Personally I enjoy fishing. There are many things I find enjoyable about the serenity of being outdoors, the sound of quiet flowing water and the occasional riverbank conversation. What I do not care for, and would guess this goes for most people, is getting fished… hook, line and stinker. I am talking about “DEALS, DEALS, DEALS!!!” the golden ticket promotion that we cannot pass up. The combo deal or limited, one time offers that we would actually lose money from if we said no. After it’s all said and done you only saved a fraction of the promised offer, service was terrible and you are made to feel like you owe someone something because you got a “better price” than family. My biggest frustration does not come with my lack of self control, though it probably should, it is after the fact I realize I have been swindled, wham-boozled, taken for a ride, led astray…you name it.
Make it a real deal
Local business deals are the way to go, don’t get me wrong. Support the local economy, strengthen your community, and create friendships and business networks. But in my mind, deals are suppose to be just that… not just to get you in the door with shock and awe eye candy savings but provide you with a benefit, some sort of reason to choose that business over their competitors. For all of those Groupon, Facebook fan page, text “Deal-O-Thon” to 55555 or other quick fix marketing efforts promising to save you an arm and a leg, remember a few things.
Read the fine print.
Yes, this is elementary and I know everyone presses the “Yes, I read the terms and conditions” button without even attempting to review, but it can save you time and money by identifying lame deals.
Ask the business.
If you are unsure about the savings or the fine print was approaching Twilight status (too long and boring…maybe I read the first book) call the business directly and get the low down. Ask for specific details or exclusions and always get a name, then follow up and reference when using the promo. “I was assured by so & so that…” always goes further than, “Someone told me I could…”

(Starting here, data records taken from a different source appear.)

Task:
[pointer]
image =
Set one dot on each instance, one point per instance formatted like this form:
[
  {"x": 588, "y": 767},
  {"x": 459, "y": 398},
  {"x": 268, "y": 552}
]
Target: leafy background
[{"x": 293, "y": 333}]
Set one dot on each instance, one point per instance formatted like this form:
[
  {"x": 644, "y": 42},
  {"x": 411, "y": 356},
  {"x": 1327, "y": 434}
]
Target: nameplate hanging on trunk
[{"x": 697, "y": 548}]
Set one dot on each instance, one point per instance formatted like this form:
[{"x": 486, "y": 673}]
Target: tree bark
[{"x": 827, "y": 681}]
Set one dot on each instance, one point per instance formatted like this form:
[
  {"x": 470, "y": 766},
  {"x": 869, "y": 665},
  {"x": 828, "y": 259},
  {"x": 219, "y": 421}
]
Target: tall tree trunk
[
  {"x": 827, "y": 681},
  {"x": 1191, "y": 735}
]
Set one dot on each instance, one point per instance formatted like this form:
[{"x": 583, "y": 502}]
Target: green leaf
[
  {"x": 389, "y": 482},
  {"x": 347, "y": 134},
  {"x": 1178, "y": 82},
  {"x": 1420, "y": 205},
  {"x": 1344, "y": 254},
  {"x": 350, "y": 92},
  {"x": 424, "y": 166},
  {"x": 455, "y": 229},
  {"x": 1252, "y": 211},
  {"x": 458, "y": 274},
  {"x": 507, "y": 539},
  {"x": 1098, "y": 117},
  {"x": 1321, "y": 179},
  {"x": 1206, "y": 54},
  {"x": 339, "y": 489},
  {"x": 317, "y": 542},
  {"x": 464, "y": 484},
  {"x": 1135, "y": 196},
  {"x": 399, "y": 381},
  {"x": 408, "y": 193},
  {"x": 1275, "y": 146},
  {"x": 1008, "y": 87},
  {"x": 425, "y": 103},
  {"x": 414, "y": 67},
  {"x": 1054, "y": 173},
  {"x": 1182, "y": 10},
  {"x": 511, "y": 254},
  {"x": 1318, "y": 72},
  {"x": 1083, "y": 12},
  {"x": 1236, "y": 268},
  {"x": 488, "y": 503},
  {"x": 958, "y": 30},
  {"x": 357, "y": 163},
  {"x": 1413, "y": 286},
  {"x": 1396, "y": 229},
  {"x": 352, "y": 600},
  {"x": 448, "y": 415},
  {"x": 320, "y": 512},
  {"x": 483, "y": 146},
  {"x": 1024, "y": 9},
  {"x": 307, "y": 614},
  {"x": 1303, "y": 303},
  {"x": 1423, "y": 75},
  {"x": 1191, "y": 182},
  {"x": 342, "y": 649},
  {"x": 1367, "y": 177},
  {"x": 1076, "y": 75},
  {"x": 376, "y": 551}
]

Feedback, feedback, feedback.
Don’t be shy, share your experience. Social media is such a great tool for spreading the word about pretty much everything, make it a point to share and compare. Instead of just sharing frustrations with friends and digital connections, make sure the business knows as well. You shouldn’t expect change if what you want to change goes unknown. Good promotions as well, let them know what worked and why more deals would be worth your while.
Vote with your wallet.
This can be the most influential tool when dealing with lame deal offering establishments. You have taken the chance on spending $30 to save 50% which ended up being 20% after the minimum purchase, Tuesday-Thursday after 6:45 pm only, not to be combined with any other promotions, at manager’s discretion, red tape and bend over backwards restrictions. Business is business; you understand the rules but after your feedback about the false or over-stated claims was blown off to put it lightly, spend your time, money and patience elsewhere. Maybe the cost is a little higher at their competitors or the closest location is a little out of your way, but try it out and remind businesses that your patronage needs to be earned and respected. Give some insight about your frustrations with the new business and hopefully they will do what they can to avoid making the same mistakes.
To bring it back to my theme of fishing, try to look at it from this perspective. Catch and eat or catch and release? Do you want to support businesses going for the one time catch with a “just get ‘em in the door” mentality or would you prefer to frequent establishments that care long term and want you as a return customer? I choose catch and release.